Ordered nanoporous metal oxides have attracted considerable attention for their broad applications across fields, such as energy materials, catalysts, sensing, and biomaterials. Iron is an abundant metal on Earth, and iron oxides are used in various applications, including catalysts, electrodes, magnetic devices, and sensors. Controlling the porous structure and crystallinity of the pore walls is crucial to improving the performance.

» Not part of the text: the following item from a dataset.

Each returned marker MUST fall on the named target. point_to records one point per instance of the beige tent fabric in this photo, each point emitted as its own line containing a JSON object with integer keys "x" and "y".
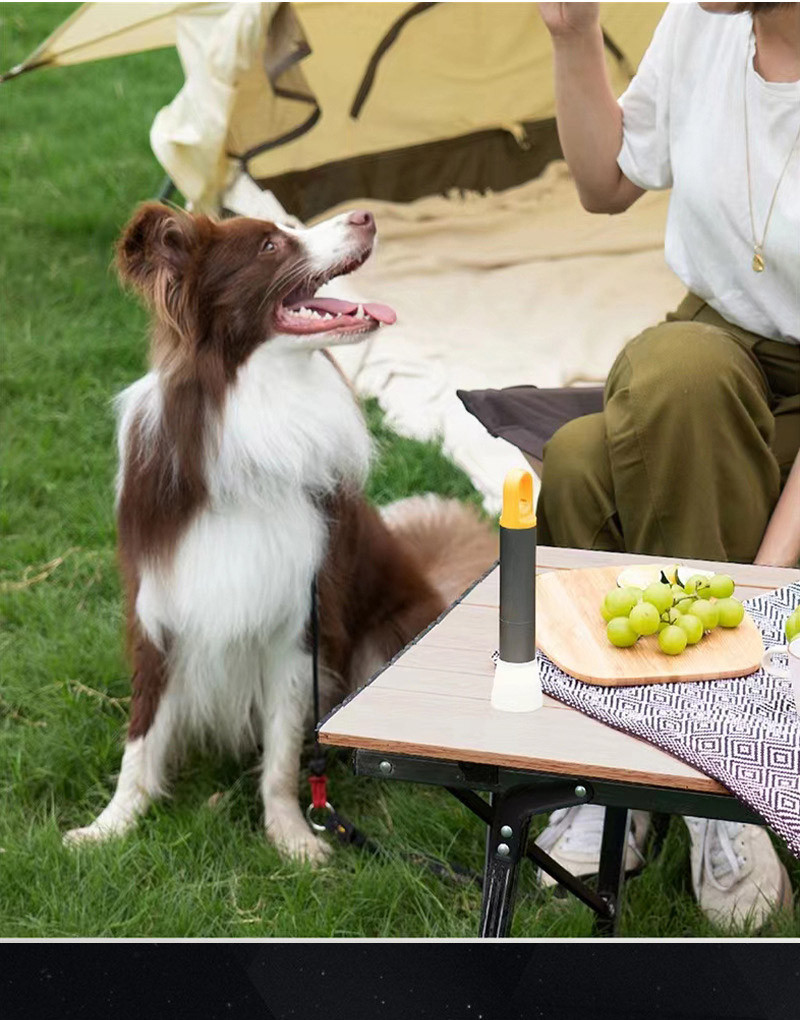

However, the preparation of nanoporous metal oxides with precisely controlled structures from the atomic to the nanoscale range remains a significant challenge. In this study, we report the preparation of quasi-single-crystalline inverse opal α-Fe₂O₃ with an average particle size of ∼1.1 × ∼1.6 μm via oxidation of the hydrated FeCl₃ precursor in the interstitial nanopores of assembled silica nanospheres under an air atmosphere. Heated iron chlorides inside the template cause nucleation and crystal growth of α-Fe₂O₃ via FeOCl by vapor phase transport. As a result, we obtained nanoporous α-Fe₂O₃ with a larger and more uniform crystallite size than that prepared using the previously reported Fe(NO₃)₃ hydrate precursor. The quasi-single-crystalline nanoporous α-Fe₂O₃ exhibited higher catalytic activity in the photo-Fenton reaction and higher thermal stability compared to the conventional nanoporous α-Fe₂O₃ composed of nanocrystals.